D, E and F are respectively the mid-points of the sides BC, CA and AB of a ABC. If BC = 12 cm, CA = 15 cm and AB = 18 cm, then the perimeter of the quadrilateral DEAF is :

1. 45 cm

2. 27 cm

3. 30 cm

4. 33 cm

By mid-point theorem,

The line segment joining the mid points of any two sides of a triangle is parallel to the third side and is equal to half of it.

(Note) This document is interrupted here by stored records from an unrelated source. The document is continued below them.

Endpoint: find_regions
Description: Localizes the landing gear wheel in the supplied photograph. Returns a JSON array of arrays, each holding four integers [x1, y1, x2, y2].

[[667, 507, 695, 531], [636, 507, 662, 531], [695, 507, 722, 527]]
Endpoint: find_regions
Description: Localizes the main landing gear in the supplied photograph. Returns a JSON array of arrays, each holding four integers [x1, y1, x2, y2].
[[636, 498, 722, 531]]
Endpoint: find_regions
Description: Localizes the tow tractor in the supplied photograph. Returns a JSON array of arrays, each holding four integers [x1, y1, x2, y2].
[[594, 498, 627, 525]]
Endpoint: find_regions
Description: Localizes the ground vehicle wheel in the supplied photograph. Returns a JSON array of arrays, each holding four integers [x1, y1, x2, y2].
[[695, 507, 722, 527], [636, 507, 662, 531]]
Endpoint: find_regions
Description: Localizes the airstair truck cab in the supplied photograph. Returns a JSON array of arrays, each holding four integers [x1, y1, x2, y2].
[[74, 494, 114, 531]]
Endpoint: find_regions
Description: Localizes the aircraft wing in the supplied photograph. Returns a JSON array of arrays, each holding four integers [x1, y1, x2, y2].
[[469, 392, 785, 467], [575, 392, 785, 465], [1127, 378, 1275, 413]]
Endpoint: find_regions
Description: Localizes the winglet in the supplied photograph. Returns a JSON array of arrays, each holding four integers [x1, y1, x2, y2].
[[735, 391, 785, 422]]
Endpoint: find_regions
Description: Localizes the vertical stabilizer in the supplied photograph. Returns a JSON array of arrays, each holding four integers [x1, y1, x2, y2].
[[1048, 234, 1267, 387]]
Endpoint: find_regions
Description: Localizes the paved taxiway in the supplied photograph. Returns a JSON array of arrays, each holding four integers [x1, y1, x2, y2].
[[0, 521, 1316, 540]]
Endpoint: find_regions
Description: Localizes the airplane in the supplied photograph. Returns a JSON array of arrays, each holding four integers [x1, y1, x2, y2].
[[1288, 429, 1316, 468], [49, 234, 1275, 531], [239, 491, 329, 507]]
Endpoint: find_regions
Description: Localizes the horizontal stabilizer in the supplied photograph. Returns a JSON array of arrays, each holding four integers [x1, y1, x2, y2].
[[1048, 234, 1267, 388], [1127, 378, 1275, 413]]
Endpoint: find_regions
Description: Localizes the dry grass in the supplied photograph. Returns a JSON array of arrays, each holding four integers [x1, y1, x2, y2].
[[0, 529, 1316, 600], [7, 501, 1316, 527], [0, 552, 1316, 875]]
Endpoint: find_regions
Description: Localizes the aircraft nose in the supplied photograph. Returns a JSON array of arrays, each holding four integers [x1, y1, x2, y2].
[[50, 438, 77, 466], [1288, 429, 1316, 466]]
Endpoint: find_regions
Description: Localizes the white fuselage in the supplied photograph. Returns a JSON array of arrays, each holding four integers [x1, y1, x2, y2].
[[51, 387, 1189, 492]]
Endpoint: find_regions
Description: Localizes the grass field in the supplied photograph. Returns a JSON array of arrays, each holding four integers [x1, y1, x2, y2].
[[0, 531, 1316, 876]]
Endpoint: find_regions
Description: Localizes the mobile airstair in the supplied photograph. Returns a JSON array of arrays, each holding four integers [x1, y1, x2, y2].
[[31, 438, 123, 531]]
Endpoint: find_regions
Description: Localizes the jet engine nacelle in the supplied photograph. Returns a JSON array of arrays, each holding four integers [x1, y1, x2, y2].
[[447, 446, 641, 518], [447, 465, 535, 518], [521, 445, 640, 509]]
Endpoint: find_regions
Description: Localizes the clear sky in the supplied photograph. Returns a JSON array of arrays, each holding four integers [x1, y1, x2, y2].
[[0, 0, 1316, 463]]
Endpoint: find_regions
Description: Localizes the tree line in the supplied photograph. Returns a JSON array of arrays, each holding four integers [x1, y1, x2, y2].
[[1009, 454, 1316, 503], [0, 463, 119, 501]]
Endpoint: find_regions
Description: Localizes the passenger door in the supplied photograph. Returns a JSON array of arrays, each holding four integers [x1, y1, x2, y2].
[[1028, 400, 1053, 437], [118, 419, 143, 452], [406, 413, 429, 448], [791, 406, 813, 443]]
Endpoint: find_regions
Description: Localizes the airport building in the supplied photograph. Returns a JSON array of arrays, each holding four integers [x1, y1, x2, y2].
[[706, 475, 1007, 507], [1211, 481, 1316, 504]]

Since, D and E are the mid-points of BC and AC respectively.

⇒ DE || AB and DE = $\dfrac{1}{2} AB = \dfrac{1}{2}$ × 18 = 9 cm

Since, F and D are the mid-points of AB and BC respectively.

⇒ FD || AC and FD = $\dfrac{1}{2} AC = \dfrac{1}{2}$ × 15 = 7.5 cm

AE = $\dfrac{1}{2}AC = \dfrac{1}{2} \times 15$ = 7.5 cm

AF = $\dfrac{1}{2}AB = \dfrac{1}{2} \times 18$ = 9 cm

Perimeter of AFED = AF + FD + DE + AE = 9 + 7.5 + 9 + 7.5 = 33 cm.

Hence, option 4 is the correct option.